Grip sonbahar ve kış aylarında en sık yakalandığımız hastalıklardandır. Bazı bünyeler çabuk atlatır ancak bazı bünyeler vardır ki yataktan çıkamayacak kadar yoğun şekilde geçirebiliyor bu hastalığı. İşte biz de sizler için gripten hızlı kurtulmanın püf noktalarını derledik. İşte o püf noktalar...
Grip ve soğuk algınlığının tedavisi sırasında limon ilk akla gelen besinler arasında yer alıyor. İçeriğindeki C vitamininden yeterinde yararlanabilmek ve besin kaybını önlemek için yenmeden hemen önce hazırlanması gerekiyor. Örneğin meyve suları sıkılınca hemen içilmeli, salataya eklenecek olan limon yenmeden hemen önce sıkılmalı. Ayrıca meyvelerin bütün haliyle tüketilmesinin vitamin ve posa açısından daha yararlı olduğu da unutulmamalı.
Demir ve çinkonun en iyi kaynakları olan kırmızı et, dokulara daha fazla oksijen taşınmasına yardımcı olarak iyileşme sürecine hız kazandırıyor. Fakat kırmızı etin içeriğinde bulunan minerallerden daha iyi yararlanmak adına yanında bol limon ilaveli bir salata tüketmekte fayda var. Bu şekilde etin vücuda getirdiği asidik yük de azalmış oluyor. Kalp-damar hastalığınız yoksa hastalık döneminde haftada 2-3 defa kırmızı et yiyebilirsiniz.
Baharatların içeriğinde bulunan antioksidanlar da bağışıklık sistemini destekliyor. Hatta bazı baharatlar, boğazda oluşan enfeksiyonun iyileşme sürecini hızlandırıyor. Fakat baharatları açık satılan yerlerden değil, bildiğiniz markaların paketli ürünlerini tercih etmelisiniz. Herhangi bir sağlık probleminiz yoksa, aşağıdaki tarifi gün içerisinde salataların veya yoğurdun içerisine ilave ederek kullanabilirsiniz.

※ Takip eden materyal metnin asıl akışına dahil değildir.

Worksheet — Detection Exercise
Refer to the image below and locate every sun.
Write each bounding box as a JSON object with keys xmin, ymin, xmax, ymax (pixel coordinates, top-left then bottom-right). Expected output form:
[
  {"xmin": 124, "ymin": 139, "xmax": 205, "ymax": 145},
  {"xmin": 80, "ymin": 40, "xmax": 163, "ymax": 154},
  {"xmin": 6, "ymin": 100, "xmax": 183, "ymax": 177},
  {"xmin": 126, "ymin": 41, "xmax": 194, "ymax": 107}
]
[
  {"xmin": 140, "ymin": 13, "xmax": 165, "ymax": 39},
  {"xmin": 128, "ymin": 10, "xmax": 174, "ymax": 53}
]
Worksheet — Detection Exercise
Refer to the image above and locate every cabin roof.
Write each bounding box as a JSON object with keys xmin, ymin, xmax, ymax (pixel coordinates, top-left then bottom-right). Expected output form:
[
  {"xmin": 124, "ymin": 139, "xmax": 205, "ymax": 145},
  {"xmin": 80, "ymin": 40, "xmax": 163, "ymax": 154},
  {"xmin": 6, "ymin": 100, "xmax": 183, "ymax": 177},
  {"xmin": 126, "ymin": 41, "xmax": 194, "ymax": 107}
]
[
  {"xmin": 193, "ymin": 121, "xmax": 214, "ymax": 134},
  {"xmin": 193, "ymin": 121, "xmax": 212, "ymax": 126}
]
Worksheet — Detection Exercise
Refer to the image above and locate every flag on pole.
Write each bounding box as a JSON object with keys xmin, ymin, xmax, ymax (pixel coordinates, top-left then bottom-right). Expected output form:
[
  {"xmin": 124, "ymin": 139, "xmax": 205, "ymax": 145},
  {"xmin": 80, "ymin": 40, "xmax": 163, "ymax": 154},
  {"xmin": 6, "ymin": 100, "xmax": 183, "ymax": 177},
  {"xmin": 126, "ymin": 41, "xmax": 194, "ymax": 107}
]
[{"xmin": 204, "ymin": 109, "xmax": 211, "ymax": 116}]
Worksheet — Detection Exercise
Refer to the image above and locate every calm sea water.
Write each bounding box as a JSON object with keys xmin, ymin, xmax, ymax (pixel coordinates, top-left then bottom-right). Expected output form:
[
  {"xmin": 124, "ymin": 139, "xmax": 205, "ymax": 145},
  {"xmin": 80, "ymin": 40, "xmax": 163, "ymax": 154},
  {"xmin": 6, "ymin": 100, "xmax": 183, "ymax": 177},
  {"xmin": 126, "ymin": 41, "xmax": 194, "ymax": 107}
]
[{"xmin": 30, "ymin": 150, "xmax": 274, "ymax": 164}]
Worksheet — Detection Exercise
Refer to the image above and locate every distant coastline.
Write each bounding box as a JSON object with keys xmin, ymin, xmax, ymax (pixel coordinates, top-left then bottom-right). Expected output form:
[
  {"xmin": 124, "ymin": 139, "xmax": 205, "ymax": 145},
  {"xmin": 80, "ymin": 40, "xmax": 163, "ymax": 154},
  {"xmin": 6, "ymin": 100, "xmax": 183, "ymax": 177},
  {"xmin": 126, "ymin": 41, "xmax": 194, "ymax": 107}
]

Düzenli sıvı tüketimi metabolizmanın düzgün çalışabilmesi ve toksik maddelerin atılması açısından oldukça önemli. Sıvı tüketimini artırmak için ise siyah çay ve kahve gibi vücutta di-üretik etkisi olan içecekler yerine bitki çayları tercih etmelisiniz. Özellikle ıhlamur, rezene, adaçayı, nane, zencefil, kuşburnu gibi gribe karşı destekleyici olan bitki çaylarını, kış boyunca bardaklarınızdan eksik etmeyin. Hem hastalıklarla karşı vücut direnciniz gelişir hem de hastalığa yakalansanız da iyileşme süreciniz kısalır.